C’est votre premier film avec des acteurs professionnels. Comment les avez-vous choisis ? Comment avez-vous travaillé avec eux ?
J’ai choisi Léa Seydoux d’après des photos. Je ne l’avais pas vue dans des films. J’ai été intrigué par sa beauté qui peut avoir un air russe. Et j’ai travaillé avec elle non pas comme avec une actrice professionnelle, mais comme avec un modèle. Selon la conception de Bresson. Léa est très souple, confiante, consciencieuse et cela a été pour moi une grande chance.
Je voulais qu’Eve reste une énigme jusqu’au bout. Elle n’est que mystère. A l’écran, j’aime les visages qui ne bougent pas, qui ne manifestent pas leurs émotions, comme les masques du kabuki. Eve est comme ça, insondable.
Pour incarner Maitre Chollet, c’est Pascal Lagriffoul, mon chef opérateur sur mes deux précédents long-métrages, qui m’a suggéré Olivier Gourmet. Le travail avec lui m’a apporté un réel plaisir. Il a une large palette de jeu, une technique brillante et une mémoire d’éléphant. C’est un maître. Au cours de notre travail, nous avons fait évoluer les contours du rôle, nous les avons rendus plus doux et plus humains. Dans mes précédents films, avec des acteurs “non professionnels”, je faisais tout pour qu’ils acquièrent un espèce de flair théâtral, qu’ils prennent une certaine distance avec eux-mêmes. Avec Olivier et les autres comédiens, j’ai essayé de faire en sorte qu’ils soient justement eux-mêmes et, le plus important, qu’ils ne surjouent pas. Je les ai retenus.
Comment vous est venue l’idée de ce film ?
Il y a quinze ans j’avais écrit un scénario sur un homme qui passe une nuit avec une femme en sachant que le lendemain matin on le tuera à cause de cela.

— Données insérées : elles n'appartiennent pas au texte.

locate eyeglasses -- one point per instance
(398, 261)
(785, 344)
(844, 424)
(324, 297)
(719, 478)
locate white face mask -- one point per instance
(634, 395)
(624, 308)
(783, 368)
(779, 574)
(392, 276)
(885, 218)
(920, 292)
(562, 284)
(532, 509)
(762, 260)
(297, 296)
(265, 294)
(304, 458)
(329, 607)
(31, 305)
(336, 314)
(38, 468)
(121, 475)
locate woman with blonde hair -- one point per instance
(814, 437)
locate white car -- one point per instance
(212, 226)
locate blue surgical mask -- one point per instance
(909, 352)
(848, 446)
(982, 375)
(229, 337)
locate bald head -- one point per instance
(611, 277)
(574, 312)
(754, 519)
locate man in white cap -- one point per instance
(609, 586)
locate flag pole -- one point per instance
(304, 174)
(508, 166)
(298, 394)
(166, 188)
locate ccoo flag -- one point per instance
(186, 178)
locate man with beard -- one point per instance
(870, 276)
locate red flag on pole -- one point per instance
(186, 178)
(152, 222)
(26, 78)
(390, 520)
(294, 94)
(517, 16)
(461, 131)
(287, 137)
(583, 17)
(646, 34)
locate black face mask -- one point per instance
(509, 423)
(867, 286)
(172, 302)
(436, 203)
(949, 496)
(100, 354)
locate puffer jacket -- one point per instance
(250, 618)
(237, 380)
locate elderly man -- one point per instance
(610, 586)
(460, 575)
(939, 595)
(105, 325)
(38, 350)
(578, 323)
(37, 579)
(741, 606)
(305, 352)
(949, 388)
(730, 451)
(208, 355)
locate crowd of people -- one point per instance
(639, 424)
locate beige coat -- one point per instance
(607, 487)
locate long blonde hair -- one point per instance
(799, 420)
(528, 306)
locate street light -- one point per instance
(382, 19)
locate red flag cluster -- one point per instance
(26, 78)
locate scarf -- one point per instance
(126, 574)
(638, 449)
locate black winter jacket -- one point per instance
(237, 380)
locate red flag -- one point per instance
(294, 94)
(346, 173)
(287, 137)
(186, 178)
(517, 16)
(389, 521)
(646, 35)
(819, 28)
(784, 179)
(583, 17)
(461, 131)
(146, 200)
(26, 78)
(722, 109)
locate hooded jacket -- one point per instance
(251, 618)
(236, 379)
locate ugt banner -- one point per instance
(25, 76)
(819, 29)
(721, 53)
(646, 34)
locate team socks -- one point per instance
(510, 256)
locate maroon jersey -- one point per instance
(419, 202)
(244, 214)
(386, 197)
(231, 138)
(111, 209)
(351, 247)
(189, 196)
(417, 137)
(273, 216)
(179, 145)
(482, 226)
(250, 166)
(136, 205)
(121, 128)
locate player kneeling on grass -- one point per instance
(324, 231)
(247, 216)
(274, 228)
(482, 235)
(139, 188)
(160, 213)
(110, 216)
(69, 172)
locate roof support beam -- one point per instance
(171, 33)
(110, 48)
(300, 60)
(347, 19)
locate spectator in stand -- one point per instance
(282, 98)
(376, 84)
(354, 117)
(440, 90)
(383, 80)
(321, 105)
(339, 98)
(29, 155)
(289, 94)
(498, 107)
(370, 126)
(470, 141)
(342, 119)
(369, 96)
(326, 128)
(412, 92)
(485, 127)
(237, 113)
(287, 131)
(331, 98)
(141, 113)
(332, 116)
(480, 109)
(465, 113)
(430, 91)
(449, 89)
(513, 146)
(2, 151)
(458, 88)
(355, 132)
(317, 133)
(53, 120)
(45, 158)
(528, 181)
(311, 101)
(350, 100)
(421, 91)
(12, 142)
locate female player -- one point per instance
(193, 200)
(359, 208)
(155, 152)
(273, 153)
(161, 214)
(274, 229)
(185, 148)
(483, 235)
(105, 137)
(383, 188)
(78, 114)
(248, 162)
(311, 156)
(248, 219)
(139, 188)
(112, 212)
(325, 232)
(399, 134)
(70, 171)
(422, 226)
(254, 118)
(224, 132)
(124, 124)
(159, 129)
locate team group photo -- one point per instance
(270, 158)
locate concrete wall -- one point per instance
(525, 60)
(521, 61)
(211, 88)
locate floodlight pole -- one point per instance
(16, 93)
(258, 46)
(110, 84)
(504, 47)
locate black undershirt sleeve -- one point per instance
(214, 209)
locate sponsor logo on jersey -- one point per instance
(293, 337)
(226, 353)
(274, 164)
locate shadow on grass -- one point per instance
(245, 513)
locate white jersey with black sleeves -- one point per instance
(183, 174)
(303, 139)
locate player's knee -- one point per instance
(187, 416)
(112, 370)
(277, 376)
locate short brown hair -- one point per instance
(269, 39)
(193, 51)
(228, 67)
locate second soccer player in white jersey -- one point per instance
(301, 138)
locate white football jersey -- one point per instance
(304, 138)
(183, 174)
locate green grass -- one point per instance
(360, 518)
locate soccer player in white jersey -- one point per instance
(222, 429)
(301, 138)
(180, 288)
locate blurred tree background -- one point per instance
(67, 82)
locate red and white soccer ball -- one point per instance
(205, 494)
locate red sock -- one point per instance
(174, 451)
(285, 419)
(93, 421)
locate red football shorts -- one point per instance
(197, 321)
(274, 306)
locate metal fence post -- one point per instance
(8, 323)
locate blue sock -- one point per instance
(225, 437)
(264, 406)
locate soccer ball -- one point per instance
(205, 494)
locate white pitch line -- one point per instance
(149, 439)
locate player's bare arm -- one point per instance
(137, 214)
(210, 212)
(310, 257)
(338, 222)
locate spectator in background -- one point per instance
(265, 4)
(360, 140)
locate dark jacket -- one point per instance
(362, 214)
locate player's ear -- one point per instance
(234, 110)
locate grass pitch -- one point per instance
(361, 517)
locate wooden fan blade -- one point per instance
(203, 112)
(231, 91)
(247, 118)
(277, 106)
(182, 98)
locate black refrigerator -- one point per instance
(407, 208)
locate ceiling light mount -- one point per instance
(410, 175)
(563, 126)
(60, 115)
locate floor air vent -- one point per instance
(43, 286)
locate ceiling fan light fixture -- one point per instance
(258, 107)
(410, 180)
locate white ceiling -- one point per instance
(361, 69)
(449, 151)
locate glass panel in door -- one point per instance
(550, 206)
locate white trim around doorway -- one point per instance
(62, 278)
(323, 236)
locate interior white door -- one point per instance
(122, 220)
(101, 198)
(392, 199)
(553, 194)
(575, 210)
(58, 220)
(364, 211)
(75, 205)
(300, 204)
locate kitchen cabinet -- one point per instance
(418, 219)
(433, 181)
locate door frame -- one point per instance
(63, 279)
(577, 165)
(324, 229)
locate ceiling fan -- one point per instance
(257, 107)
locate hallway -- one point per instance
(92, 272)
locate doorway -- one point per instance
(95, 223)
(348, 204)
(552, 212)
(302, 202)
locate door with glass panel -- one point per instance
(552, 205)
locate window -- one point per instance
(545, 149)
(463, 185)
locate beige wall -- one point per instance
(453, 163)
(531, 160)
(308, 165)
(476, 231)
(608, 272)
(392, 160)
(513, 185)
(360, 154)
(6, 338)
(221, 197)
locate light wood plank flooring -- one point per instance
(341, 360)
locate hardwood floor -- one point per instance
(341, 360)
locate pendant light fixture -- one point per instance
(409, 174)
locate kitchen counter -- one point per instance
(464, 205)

Ce sujet était lui-même lié à un poème inachevé d’Alexandre Pouchkine sur Cléopâtre qui propose à ses guerriers une nuit d’amour avec elle en échange de leur vie. Chez Pouchkine trois hommes répondent à la proposition de la reine. Le poème s’arrête là. L’atmosphère de ce poème et plus encore son caractère inachevé, ont éveillé mon imagination. Une autre source vient des films d’Alfred Hitchcock. Pendant longtemps j’ai été séduit par ses personnages féminins, par leur mystère froid et calculateur comme l’héroïne de Vertigo par exemple.
On peut voir ici dans un petit rôle, votre frère, Maruf Pulodzoda, qui joue dans tous vos films. Il incarne ici un réfugié tadjik…
C’est le troisième de mes films dans lequel il joue. Il est simple, tranquille, vrai. Il est pour moi le diapason avec l’aide duquel, j’essaie de trouver l’humeur juste pour le jeu des autres comédiens, et la direction du film dans son ensemble. L’histoire de son personnage - l’histoire d’un amour tragique, sacrificiel – est le reflet en miroir de l’histoire de Chollet et Eve, sa prémonition. Au début elle semble détachée du sujet, et puis elle joue pour Chollet le rôle de déclencheur. C’est précisément après ce double suicide que Chollet prend la décision d’aller voir Eve, tout en sachant comment cela peut se terminer pour lui. Cette histoire expulse Chollet de l’existence grise et vide dans laquelle il s’était enlisé vers une vie authentique mais brève comme une étincelle.